Ein anderer Freund googelte die Worte "wie" und "kann", und die ersten Treffer waren: "Wie kann ich nach Kanada auswandern?" und "Kann ich nach Europa ziehen?". Ich in froh, dass meine Freunde zumindest ein bisschen was Lustiges an dieser Lage finden.
Und es ist noch nicht vorbei. It ain't over till it's over, wie wir sagen. Wir wussten, dass es knifflig werden würde. Trump hat das von Anfang an gesagt. Schauen Sie sich an, was er mit dem Obersten Gerichtshof gemacht hat. Und er sagte, er würde bis vor das höchste Gericht gehen, um die Entscheidung anzufechten, falls er nicht gewinnt. Natürlich wird er das tun, er ist ein Reality-TV-Star, er will gewinnen! Das ist politisch gesehen nicht wirklich wichtig, er muss gewinnen. Das überrascht mich also nicht.
Ich bin nur vollkommen überrascht, dass es ein dermaßen enges Kopf-an-Kopf-Rennen wird. Und Themen, die mir am Herzen liegen... vielleicht lebe ich schon zu lange in Europa, aber niemand spricht über den Klimawandel, nur sehr wenige Leute reden über COVID. Und das, wo seine COVID-Reaktion so katastrophal ist. Ist das den Wählern egal?

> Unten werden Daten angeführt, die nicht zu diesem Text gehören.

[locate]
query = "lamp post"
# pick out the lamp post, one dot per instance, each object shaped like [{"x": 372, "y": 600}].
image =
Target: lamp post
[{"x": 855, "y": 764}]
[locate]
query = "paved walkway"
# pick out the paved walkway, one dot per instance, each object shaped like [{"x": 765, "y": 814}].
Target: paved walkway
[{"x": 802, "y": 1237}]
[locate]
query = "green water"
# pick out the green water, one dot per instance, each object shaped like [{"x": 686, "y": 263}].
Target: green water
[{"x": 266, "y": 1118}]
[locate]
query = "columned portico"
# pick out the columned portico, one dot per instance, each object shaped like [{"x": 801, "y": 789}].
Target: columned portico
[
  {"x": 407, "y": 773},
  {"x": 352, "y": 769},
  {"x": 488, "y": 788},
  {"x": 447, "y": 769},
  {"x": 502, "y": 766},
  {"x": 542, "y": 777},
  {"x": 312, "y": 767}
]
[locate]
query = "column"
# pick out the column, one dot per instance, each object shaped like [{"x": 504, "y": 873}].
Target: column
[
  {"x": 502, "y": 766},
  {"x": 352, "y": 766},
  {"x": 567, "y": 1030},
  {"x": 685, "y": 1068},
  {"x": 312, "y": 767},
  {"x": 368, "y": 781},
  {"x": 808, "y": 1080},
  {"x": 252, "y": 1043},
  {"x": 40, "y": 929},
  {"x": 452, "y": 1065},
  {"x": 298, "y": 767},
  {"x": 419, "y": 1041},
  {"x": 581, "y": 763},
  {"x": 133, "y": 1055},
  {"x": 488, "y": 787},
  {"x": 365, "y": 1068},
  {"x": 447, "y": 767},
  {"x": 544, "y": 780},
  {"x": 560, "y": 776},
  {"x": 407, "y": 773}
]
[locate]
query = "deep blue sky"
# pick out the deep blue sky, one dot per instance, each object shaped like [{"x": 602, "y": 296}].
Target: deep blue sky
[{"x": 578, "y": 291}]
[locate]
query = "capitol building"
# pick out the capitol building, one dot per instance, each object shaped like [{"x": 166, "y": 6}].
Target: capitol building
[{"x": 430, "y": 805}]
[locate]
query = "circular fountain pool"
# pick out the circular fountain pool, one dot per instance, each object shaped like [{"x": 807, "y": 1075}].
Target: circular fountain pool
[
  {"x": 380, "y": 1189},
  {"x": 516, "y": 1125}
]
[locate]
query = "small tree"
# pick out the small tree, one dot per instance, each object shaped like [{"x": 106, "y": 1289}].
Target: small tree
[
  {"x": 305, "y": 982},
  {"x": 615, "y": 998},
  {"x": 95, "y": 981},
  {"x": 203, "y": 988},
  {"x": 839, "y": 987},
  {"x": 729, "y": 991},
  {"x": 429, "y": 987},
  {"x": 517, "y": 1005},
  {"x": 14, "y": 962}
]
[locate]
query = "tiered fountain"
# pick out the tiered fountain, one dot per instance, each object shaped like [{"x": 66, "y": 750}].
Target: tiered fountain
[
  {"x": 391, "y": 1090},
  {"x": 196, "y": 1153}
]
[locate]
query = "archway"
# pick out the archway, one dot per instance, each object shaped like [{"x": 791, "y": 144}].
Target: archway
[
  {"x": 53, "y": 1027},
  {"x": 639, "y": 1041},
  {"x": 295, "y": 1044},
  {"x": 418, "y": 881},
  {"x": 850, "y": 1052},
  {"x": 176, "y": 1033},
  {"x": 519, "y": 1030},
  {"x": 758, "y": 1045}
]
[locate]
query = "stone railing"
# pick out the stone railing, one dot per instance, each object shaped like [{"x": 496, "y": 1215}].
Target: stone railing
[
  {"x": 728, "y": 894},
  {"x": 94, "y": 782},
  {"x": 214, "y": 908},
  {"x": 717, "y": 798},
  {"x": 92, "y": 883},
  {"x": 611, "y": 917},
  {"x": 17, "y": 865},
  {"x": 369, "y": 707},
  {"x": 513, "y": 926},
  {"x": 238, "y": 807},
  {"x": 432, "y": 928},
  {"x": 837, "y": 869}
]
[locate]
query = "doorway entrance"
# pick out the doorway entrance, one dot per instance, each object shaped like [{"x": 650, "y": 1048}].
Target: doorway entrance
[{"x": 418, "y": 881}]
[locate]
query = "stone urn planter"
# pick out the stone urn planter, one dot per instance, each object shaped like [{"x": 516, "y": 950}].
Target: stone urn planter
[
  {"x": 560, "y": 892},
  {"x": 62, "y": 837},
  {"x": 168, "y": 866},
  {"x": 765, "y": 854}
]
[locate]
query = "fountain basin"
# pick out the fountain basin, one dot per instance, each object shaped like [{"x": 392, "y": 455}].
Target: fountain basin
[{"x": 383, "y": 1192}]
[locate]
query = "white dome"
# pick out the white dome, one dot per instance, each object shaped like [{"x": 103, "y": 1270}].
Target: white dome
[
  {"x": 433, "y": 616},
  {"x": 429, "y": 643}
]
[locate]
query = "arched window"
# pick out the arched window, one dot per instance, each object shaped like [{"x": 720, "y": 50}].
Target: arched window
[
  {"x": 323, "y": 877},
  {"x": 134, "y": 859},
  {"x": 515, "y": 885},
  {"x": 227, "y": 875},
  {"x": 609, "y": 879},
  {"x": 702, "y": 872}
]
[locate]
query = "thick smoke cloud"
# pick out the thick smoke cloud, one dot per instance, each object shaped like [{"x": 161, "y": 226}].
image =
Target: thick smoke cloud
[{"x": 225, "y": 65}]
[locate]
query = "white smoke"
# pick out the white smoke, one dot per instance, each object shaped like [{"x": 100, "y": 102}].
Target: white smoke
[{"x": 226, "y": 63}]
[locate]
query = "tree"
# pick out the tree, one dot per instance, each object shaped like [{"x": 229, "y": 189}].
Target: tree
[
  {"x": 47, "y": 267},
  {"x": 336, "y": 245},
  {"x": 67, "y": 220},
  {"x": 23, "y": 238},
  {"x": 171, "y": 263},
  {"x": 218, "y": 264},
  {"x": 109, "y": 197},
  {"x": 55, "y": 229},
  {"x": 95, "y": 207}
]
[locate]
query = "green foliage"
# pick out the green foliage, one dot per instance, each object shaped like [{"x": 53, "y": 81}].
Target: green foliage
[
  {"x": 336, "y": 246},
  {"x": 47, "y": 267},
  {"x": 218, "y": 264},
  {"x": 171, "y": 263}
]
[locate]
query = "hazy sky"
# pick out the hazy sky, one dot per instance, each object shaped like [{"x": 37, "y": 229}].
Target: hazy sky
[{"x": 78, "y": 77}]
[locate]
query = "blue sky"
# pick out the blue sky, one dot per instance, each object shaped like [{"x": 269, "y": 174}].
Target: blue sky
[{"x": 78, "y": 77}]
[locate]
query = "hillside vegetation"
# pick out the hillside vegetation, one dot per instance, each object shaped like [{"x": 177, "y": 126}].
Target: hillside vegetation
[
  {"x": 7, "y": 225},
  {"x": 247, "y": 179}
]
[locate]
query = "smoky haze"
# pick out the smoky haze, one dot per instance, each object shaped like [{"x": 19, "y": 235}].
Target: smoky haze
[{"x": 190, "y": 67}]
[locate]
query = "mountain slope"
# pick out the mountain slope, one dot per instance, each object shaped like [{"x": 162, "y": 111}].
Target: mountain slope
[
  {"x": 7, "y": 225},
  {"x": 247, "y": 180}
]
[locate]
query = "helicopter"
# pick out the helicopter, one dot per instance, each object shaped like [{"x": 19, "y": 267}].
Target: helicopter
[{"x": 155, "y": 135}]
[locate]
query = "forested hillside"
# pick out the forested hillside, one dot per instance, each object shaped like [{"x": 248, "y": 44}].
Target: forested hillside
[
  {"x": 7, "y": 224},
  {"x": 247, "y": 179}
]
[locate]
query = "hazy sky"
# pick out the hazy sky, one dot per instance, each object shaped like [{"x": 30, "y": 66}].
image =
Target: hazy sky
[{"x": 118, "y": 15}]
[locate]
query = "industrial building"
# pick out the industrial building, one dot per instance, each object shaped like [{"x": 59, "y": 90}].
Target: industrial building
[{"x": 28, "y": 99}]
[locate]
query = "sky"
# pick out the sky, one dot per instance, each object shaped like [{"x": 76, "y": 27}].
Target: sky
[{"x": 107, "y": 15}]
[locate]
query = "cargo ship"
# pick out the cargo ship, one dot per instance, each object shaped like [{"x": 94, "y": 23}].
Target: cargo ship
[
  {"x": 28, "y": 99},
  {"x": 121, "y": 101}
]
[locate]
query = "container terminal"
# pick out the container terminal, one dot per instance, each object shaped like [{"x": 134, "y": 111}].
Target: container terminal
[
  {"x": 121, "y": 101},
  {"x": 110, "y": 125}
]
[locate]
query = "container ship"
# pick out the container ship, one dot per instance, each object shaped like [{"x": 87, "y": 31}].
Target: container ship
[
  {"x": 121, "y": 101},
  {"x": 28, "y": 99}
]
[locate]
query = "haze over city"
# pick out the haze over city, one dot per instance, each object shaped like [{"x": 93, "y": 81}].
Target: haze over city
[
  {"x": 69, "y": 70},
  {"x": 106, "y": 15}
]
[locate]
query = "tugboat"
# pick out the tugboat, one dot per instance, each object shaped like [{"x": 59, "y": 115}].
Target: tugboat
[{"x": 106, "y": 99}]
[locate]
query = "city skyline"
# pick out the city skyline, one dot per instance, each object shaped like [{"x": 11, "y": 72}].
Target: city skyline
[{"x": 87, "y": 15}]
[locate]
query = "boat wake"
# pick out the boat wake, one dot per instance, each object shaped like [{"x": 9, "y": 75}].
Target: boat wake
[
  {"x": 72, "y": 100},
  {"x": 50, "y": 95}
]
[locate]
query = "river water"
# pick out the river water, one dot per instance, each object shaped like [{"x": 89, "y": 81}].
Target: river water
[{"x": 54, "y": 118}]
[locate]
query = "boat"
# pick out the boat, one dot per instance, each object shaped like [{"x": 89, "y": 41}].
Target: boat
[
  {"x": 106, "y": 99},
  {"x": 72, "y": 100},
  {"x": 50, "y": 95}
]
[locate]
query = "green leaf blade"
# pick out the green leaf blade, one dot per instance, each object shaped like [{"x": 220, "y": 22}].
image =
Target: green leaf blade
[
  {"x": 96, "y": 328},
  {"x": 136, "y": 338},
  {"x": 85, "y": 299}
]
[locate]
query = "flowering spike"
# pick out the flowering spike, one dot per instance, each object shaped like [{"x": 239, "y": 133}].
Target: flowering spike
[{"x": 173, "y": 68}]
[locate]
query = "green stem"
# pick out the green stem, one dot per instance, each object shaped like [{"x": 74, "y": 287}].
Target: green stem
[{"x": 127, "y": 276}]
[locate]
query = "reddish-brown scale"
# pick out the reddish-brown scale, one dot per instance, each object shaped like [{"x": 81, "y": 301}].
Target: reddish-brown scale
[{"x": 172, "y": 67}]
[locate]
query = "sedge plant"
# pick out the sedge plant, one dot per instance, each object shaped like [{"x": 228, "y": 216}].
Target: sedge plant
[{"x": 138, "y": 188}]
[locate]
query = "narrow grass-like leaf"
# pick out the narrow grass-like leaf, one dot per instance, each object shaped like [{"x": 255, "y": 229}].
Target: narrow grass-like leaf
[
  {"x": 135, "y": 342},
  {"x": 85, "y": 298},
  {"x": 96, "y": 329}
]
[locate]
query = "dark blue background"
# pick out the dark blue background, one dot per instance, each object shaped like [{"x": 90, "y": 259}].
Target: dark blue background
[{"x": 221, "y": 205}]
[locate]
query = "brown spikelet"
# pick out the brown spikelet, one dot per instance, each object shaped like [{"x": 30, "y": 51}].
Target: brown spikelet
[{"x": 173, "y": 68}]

Es ist für mich auch sehr beunruhigend zu sehen, dass die großen Wahlthemen - etwa das Recht der Frauen auf Schwangerschaftsabbrüche, oder das, was gerade im Obersten Gerichtshof passiert ist - nicht bei allen ganz oben stehen. Hauptsache, die Steuern werden gesenkt, ich muss nicht so viel Geld bezahlen und habe einen Job. Ich verstehe das, ich verstehe den Wunsch nach Arbeit - ich bin im Moment arbeitslos. Aber trotzdem verstehe ich den Personenkult nicht, ich verstehe den Hass nicht, ich verstehe die Spaltung nicht. Und ich kann nicht verstehen, dass die Leute das unterstützen.
Sind Sie also froh, jetzt deutsche Staatsbürgerin zu sein?
Ich bin so froh, deutsche Staatsbürgerin zu sein! Ich sage schon seit Monaten: Ich bin sehr, sehr glücklich, in einem Land zu leben, das von einer Wissenschaftlerin und nicht von einem Reality-TV-Star regiert wird.
Gayle Tufts lebt seit 1991 in Berlin. Sie wird oft als "Deutschlands bekannteste Amerikanerin" bezeichnet und ist ist eine von der Kritik gefeierte Entertainerin, Autorin und interkulturelle Stimme. In ihren Werken spielt sie oft mit "Denglisch", der Kombination aus Deutsch und Englisch. In ihrem 2017 erschienenen Buch "American Woman: How I Lost My Heimat and Found My Zuhause" beschreibt sie auf humorvolle Weise den Prozess, wie sie nach Donald Trumps Wahl 2016 Deutsche wurde.
Das Gespräch führte Elizabeth Grenier.